Betty had recovered her composure. She wrinkled her brows at him innocently. “I didn’t mean anything in particular—only that Miss Pongleton must have put the pearls down the side of the chair after Basil gave them back to her at tea-time on Wednesday, and then she must have put the will there later, after Nellie and Bob had witnessed it. We’ve all heard about that. It’s quite obvious, isn’t it?”
“I see,” s
aid Inspector Caird, nodding slowly. “And you knew that Mr. Pongleton had them in his possession and—hm!—returned them to his aunt! I may have to ask you to make a statement later, so may I know if I shall find you here in, say, an hour or so?”
“Certainly. I’m not going out to-night. Is there anything more I can tell you now?”
“That is for you to say.”
The door opened gently and Mr. Slocomb entered, for it was now half-past six, his usual time of arrival at the Frampton.
“Inspector Caird! This is very fortunate!” he exclaimed cordially. “I was considering the best means of communicating with you. A further scrap of information which may be of use, though I do not know if it has any bearing on the matter. Can you spare me a moment? Nothing confidential, you know,” he added, with a glance at Betty and Basil.
Inspector Caird seemed to sigh, but he rose and walked over to Mr. Blend’s table in the corner. Mr. Slocomb followed him.

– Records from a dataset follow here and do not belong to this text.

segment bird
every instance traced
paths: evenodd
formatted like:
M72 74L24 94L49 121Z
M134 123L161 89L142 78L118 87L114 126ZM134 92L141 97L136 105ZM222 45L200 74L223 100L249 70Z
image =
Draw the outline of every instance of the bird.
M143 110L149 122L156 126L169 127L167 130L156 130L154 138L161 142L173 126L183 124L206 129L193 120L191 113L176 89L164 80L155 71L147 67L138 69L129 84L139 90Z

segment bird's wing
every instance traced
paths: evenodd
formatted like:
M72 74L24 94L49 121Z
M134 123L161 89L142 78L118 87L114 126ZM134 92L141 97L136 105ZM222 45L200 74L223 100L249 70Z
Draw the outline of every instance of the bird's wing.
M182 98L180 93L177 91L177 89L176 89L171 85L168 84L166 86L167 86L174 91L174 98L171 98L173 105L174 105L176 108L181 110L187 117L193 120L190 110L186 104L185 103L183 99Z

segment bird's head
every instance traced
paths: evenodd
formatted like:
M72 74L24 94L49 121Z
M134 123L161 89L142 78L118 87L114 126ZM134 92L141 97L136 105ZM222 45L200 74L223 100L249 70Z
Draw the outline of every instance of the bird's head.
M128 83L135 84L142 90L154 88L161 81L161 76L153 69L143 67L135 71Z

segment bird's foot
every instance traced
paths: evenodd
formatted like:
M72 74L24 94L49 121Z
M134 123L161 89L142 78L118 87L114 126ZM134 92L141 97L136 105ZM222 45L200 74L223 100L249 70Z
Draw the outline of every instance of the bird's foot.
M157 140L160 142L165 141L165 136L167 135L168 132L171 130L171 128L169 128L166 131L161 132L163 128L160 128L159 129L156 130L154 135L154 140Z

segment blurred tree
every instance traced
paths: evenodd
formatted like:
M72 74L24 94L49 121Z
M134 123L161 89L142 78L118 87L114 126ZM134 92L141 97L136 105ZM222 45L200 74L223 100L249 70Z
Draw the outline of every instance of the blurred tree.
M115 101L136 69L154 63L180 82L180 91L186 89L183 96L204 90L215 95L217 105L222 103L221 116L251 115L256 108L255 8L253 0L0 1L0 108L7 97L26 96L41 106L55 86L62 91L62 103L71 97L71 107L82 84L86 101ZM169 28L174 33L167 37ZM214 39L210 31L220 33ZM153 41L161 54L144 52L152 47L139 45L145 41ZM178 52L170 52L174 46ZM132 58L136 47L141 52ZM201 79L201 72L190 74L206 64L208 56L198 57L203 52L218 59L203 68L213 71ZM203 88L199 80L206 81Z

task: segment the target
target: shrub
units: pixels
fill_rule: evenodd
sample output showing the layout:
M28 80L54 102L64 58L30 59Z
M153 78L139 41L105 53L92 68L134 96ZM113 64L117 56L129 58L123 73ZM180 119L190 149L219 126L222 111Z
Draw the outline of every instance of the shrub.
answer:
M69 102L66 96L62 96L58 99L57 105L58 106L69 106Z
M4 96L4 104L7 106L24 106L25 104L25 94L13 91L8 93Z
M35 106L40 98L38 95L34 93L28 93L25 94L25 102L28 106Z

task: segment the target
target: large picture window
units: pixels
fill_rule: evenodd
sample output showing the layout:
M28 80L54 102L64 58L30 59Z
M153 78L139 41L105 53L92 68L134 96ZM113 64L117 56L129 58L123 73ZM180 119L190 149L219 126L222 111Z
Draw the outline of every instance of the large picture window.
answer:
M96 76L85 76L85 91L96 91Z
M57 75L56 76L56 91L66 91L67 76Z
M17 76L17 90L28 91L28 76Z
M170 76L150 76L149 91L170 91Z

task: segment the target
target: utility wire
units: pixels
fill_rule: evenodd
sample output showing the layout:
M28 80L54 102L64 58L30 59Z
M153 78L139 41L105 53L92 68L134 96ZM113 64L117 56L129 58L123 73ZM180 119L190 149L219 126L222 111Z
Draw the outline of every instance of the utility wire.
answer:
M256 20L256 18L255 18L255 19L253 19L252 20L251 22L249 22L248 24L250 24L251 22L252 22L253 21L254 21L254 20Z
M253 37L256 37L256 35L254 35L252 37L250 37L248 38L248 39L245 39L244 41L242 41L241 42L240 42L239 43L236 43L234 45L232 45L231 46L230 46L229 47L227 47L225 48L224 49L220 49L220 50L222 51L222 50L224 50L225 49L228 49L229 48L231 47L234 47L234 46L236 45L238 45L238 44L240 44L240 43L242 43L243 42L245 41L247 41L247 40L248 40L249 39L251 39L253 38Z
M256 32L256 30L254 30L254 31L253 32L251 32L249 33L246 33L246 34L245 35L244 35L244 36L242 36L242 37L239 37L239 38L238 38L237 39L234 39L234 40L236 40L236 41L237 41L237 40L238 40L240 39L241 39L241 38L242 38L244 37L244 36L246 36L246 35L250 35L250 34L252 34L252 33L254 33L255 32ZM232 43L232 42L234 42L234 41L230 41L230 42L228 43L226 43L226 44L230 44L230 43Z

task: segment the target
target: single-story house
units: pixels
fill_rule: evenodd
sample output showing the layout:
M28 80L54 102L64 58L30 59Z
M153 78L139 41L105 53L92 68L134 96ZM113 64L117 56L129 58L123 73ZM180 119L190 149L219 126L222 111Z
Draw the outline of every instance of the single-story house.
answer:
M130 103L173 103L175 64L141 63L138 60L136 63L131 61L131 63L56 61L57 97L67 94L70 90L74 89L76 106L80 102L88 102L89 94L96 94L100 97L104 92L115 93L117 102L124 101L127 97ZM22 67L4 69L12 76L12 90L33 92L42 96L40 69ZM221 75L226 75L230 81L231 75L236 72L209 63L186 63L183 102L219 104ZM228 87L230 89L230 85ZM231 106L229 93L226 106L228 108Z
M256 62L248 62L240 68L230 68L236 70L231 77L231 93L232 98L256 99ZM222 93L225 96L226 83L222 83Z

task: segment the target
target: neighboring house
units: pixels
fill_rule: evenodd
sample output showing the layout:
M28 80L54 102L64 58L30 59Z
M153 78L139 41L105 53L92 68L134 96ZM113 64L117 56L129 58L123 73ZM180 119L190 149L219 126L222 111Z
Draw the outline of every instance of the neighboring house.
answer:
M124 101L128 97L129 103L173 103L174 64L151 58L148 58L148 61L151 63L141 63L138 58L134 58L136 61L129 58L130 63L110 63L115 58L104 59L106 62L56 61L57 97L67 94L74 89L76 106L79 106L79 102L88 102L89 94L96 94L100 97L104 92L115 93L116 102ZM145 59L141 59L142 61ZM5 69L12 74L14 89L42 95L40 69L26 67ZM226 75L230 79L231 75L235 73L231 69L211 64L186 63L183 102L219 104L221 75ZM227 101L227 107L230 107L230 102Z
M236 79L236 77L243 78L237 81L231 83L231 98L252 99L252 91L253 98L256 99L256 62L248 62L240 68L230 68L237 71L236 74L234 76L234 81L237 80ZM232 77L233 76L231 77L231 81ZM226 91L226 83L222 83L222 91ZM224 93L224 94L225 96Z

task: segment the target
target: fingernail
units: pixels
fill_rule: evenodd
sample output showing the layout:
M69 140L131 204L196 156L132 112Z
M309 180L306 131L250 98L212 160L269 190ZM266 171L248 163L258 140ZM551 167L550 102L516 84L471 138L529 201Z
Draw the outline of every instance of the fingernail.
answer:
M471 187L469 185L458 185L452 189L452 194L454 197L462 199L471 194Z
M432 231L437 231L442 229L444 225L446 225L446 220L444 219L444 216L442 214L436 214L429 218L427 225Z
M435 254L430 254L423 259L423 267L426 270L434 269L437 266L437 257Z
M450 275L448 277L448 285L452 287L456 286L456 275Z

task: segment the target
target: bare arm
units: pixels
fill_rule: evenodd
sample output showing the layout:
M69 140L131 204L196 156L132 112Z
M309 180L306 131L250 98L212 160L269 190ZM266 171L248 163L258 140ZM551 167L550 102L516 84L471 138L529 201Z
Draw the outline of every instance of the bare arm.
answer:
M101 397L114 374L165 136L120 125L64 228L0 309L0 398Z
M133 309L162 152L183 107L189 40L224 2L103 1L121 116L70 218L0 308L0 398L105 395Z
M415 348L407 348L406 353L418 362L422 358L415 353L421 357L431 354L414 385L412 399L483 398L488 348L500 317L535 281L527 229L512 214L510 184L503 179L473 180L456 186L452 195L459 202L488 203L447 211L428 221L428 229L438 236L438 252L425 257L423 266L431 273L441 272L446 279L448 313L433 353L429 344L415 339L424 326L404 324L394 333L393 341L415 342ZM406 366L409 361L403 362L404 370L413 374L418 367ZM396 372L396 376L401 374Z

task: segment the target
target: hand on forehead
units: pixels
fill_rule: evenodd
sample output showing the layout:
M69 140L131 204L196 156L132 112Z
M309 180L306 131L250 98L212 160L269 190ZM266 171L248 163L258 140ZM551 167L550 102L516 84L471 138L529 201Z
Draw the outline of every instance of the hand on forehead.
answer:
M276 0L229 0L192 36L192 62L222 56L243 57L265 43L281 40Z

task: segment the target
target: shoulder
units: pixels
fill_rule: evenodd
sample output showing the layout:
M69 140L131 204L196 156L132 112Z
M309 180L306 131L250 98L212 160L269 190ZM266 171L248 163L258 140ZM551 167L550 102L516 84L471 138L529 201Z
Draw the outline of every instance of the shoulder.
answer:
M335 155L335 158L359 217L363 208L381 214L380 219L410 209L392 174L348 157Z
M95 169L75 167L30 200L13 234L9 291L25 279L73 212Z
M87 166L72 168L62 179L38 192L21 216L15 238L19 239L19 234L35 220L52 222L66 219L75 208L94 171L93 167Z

“You may remember that during our conversation on Friday night I told you of my belief that the dog-leash with which Miss Pongleton was—er—strangled was not in its accustomed place in the lounge hall on Thursday night, after young Thurlow had been here?”
The inspector nodded.
“I am now certain that it was not there. A little incident has come to my mind which fixes the matter beyond doubt, and I thought it right to inform you of this. On Thursday evening I had occasion to write a letter of some importance—on a business matter to a friend—and for this purpose I went into the smoking-room....”
The inspector nodded again, with a trace of impatience.
“On leaving that room at about ten o’clock, the question came into my mind whether Miss Pongleton’s little dog had been taken for a run that evening. Miss Pongleton herself was reluctant to venture out in the night air in the winter and it was customary among us here—we are a friendly family party, Inspector—for one or other of us to take the dog for his constitutional, as is advisable before he settles for the night. I therefore looked on the umbrella stand, as I passed through the hall, for his leash. The absence or presence of the leash would normally give a clue to the animal’s whereabouts.”